Leader Hints: Think of how compassion and giving has helped you in your career and your life. Were there times you were not compassionate that hurt you? Think of how others' compassion helped you. Think of how others' lack of compassion hurt you. Your students need to know that compassion is important to you. By jotting down these formative life experiences before the lesson, you'll have them to share during the discussion time.

Introduction

1. Introduce "generosity" as the trait of the month. Define generosity as "helping other people with what you have."

2. "Let's do an activity that I'd like us to talk about."

Linking Arms; Standing Together

Ask students to sit down on the floor with their knees bent front of them, feet flat on the floor and knees pointing toward the ceiling. Hands can't touch the ground. Now ask each student to try to stand up from that position (not moving feet or touching the floor with your hands). (Neither tell them to do it alone nor to do it with others. Some will probably try to cheat by putting their hands on the floor or moving their feet, so keep an eye out!)

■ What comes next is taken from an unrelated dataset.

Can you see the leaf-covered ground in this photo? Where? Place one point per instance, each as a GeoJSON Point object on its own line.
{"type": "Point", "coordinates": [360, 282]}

After they try it for a moment by themselves and realize the difficulty, tell them there is a way that most of them can do it. Let them think and try some more. (If someone thinks of sitting down back to back with someone else, let them do it. If not, instruct them next in how to do it. Either way, the point is made.)

Tell them how it's done. Ask each student to find a partner. Put their legs in the same position as before , sit back to back with the partner and link arms at their elbows. Try to stand up by pushing against each other. If successful, join another successful group so that you try it as a group of four. If the four are successful, try it with eight. See which group can do it with the most people. 

Debriefing

While you may complain that I didn't say anything at first about that we could work together, neither did I say you had to do it individually. What if, instead of just thinking about getting ourselves up, we'd each thought of how to help another person to get up? We might have figured it out and gotten us both up?

You see, by helping others, we often help ourselves. People who are generous to others find that other people are generous to them.

Discussion

Who has helped you with something that was hard for you to do? (Get some discussion. Maybe get it started by mentioning someone who has helped you). What does it feel like when someone helps you?

How have you helped other people? What did that feel like to know you had helped someone?

Brainstorm and Drawing Activity

Come up with as many ways as you can that you can help others at school, at home, and in your neighborhood. (Write them on the board under the categories "School," "Home," and "Neighborhood."

Draw a picture of you being generous by helping somebody. 

Alternate Activity: Generosity Pays Off 

Before class, talk to one of the first students who arrives and secretly give her a dollar bill. Tell her that there will be a game and to give the bill to the 10th (less if smaller group) person who introduces his/herself to her.

After everyone arrives, tell the students that someone in the class has $1.00 to give away to a student who introduces him/herself to that student for the 10th time. In order to get it, you must tell that person your name and something you're interested in.

Debriefing

This week's character word is generosity. Generosity is when we give to other people. One thing we can give people is our friendship. And we make friends be being friendly.

In this game, what motivated us to be friendly? (We knew that by being friendly we might get a dollar.) Actually, we get much more than $1.00 by giving people our friendship. What are some of the other things we get from friendships? (Write their answers on the board.)

Action Point

This week let's give more people the gift of friendship by asking them more about their interests. By taking an interest in others, more people will take an interest in you. If someone asks you about yourself, ask them back. That's the way friendships start. Let's be generous.